We stop for food at “The Hungry horse”, and on the wall is a calendar indicating guesses for the first snow of winter. $5 a go and winner takes all, with the owner being the judge of what counts as snow. “If it looks like snow out of the window here, then it is snow”. The first guess is early November.
We end the day just outside of Exeter, at The Elm River Campground. Biting flies and mosquitos, are enjoying the Indian Summer every bit as much as we are. There is not a breath of wind. Esther has to do the camp chores whist I hide from the pests in the tent. Thank goodness for a ‘bug screen inner’. How did people camp and even ‘Go West” without them? We go to sleep with Squirels making strange, angry noises in the branches above us. Dear god they are annoying. You would not want one in your loft space.
For a few hundred miles now, the American Diner has disappeared from our route leaving us with crap. We spend the night with Monika, at Nashua, and then next morning, just a few miles along the Nashua River Trail bike route it is there. We have the last ‘second breakfast’ of our journey in Groton. Two eggs, sunny side up and Rye toast, times two. We will miss this. As we have neared the East Coast people have become puzzled by our accents. The final McDonald stop was an unhappy affair, with two of the three things ordered being wrong and us too tired to complain.
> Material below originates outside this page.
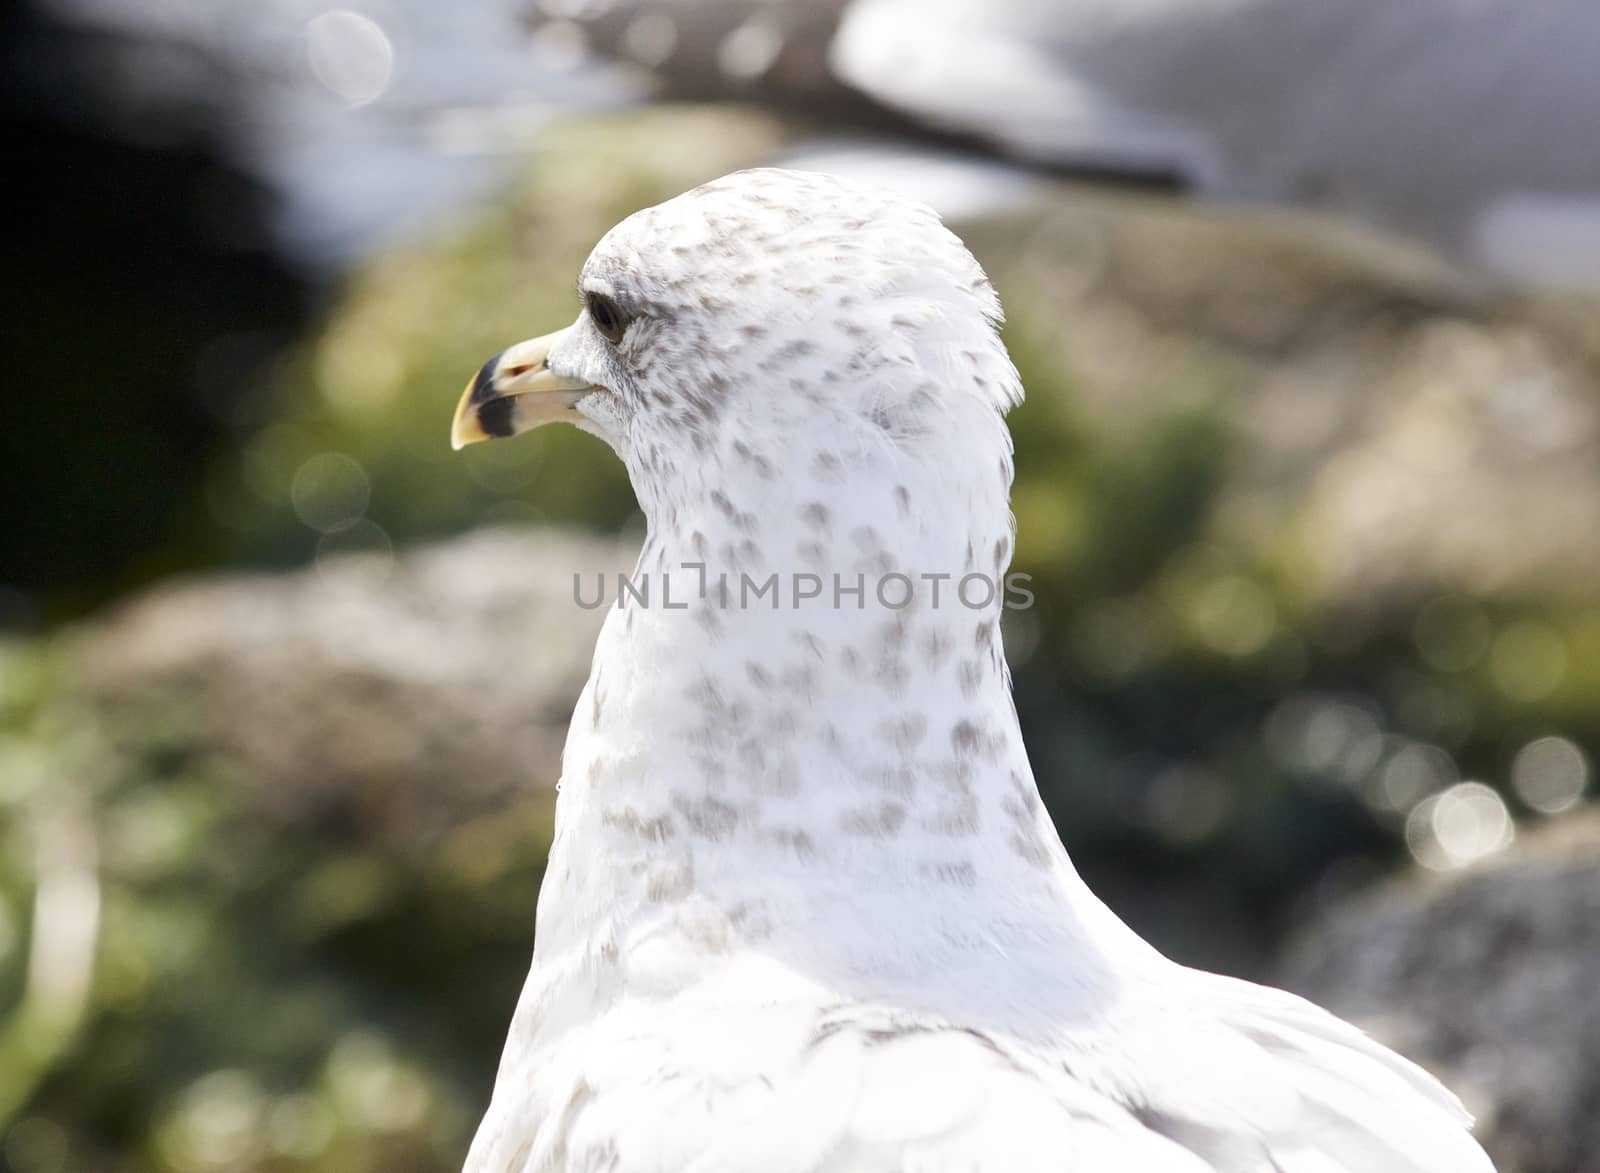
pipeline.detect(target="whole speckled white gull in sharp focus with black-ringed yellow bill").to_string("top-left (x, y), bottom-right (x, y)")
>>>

We ride on this ‘rail to trail route’ in perfect weather. Leaves are pulled into the air as our back wheel passes. This is the perfect unremarkable, but essential pleasure. The LCD in the handlebar meter from the symbols for 6,500 miles in the USA and a few miles later we arrive at the end of our journey in Acton Massachusetts, just short of Boston. I am deeply and entirely worn out.
We end our journey here with 6,512 miles and 242,000 ft of climbing and if you throw in New Zealand, 9059 miles since January 25th. It has been amazing to have so many web friends following us and cheering us on. Thank you all for that. We will be back with some equipment review blogs and then we are back out on the road again some time soon.